The composition and activity of the intestinal microbiota co-develop with the host from birth, and are influenced by complex interactions with the host genome, nutrition, and lifestyle. Intestinal microbiota is involved in the regulation of multiple host metabolic pathways, mediating interactions between the host and bacterial metabolism, signal transduction, and immune and inflammatory nexus. These nexuses connect the gut, liver, muscle, and brain physiologically. An in-depth understanding of these nexuses is the prerequisite for optimizing therapeutic strategies to manipulate the gut microbiome to fight disease and improve health (Nicholson et al., 2012). Within these metabolic nexuses, multiple bacterial genomes could sequentially regulate metabolic responses, leading to combined metabolism of microbiome and host genomes to substrates (Nicholson & Wilson, 2003). The gut microbiota communicates metabolically with the host in a coordinated manner. After clustering analysis of metabolic pathways in the samples, we found that PWY-5676, GALACT-GLUCUROCAT-PWY, PRPP-PWY and others were consistent metabolic pathways in the infant and mother. Among of them, PWY-5676: acetyl-CoA fermentation to butanoate II pathway regulated the synthesis of butyric acid. Acetic acid, propionic acid, and butyric acid were the main short chain fatty acids (SCFAs) in the intestine. As the main energy source of intestinal cells, SCFAs regulate the absorption of a variety of nutrients in the intestinal tract, and are widely involved in energy metabolism, which are one kind of the most important products of intestinal microorganisms (Kasubuchi et al., 2015). This is also the evidence that the infant’s intestinal metabolic pathway is closer to adults. We speculated this might be due to the large differences in protein composition, lactose, fat, etc., between breast milk and infant formula milk powder. As a result, the structure and function of the microbiota in mixed diet fed infant were different from those in breastfed infants.

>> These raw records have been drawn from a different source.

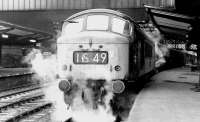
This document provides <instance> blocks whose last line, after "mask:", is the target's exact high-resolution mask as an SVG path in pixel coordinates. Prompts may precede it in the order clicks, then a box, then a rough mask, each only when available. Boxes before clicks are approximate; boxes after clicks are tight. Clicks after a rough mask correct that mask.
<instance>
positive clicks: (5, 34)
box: [1, 34, 9, 39]
mask: <svg viewBox="0 0 200 122" xmlns="http://www.w3.org/2000/svg"><path fill="white" fill-rule="evenodd" d="M1 37H2V38H4V39H7V38H8V37H9V36H8V35H7V34H1Z"/></svg>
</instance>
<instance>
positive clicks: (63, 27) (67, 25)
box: [62, 18, 84, 35]
mask: <svg viewBox="0 0 200 122" xmlns="http://www.w3.org/2000/svg"><path fill="white" fill-rule="evenodd" d="M83 21H84V18H76V19H73V20H68V21H67V22H65V23H64V25H63V29H62V31H63V34H66V35H71V34H75V33H78V32H80V31H81V30H82V29H83Z"/></svg>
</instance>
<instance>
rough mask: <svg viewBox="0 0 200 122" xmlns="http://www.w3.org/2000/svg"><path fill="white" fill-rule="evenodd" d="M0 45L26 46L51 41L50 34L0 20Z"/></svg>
mask: <svg viewBox="0 0 200 122" xmlns="http://www.w3.org/2000/svg"><path fill="white" fill-rule="evenodd" d="M0 34H1V35H0V43H1V44H9V45H11V44H14V45H28V44H31V43H40V42H42V41H45V40H49V39H51V38H52V37H53V36H52V34H49V33H46V32H43V31H41V30H37V29H33V28H28V27H23V26H20V25H16V24H12V23H8V22H5V21H1V20H0Z"/></svg>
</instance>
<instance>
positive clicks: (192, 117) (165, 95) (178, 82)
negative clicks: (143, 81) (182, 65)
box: [126, 68, 200, 122]
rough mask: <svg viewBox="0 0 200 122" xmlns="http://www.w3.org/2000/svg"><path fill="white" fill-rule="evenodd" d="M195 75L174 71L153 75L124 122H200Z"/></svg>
mask: <svg viewBox="0 0 200 122" xmlns="http://www.w3.org/2000/svg"><path fill="white" fill-rule="evenodd" d="M198 78H199V73H198V72H191V71H190V69H188V68H177V69H173V70H168V71H163V72H161V73H159V74H157V75H155V76H154V77H153V78H152V80H153V82H151V83H150V84H148V85H147V86H146V87H145V88H144V89H143V90H142V91H141V92H140V93H139V95H138V96H137V97H136V100H135V103H134V105H133V107H132V109H131V111H130V113H129V118H128V119H127V121H126V122H200V92H194V91H193V90H191V88H194V84H195V83H198Z"/></svg>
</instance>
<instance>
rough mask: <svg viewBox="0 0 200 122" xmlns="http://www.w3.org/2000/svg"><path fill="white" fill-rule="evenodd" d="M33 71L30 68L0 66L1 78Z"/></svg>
mask: <svg viewBox="0 0 200 122" xmlns="http://www.w3.org/2000/svg"><path fill="white" fill-rule="evenodd" d="M30 73H33V71H31V69H30V68H0V78H1V77H7V76H15V75H23V74H30Z"/></svg>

In conclusion, we found that the gut microbes were gradually established and perfected with the as the infant grew. Eutocia could promote the colonization of beneficial species in infant’s intestine, bringing the positive effects on the infant’s intestinal microflora. For the mixed diet feeding infant, the structure and function of intestinal microbiota were more similar to adults. Intestinal microbiota affects human development. Effectively using the information about intestinal microbiota could augment the human health. Better understanding about establishing mechanisms of intestinal microbiota in infants, and the prediction of infant’s intestinal microbiota, could provide a theoretical basis and guidance to promote the intestinal health of mothers and infants. However, this study was a scientific phenomenon discovered accidentally in experiment, further large-scale population experiments are needed.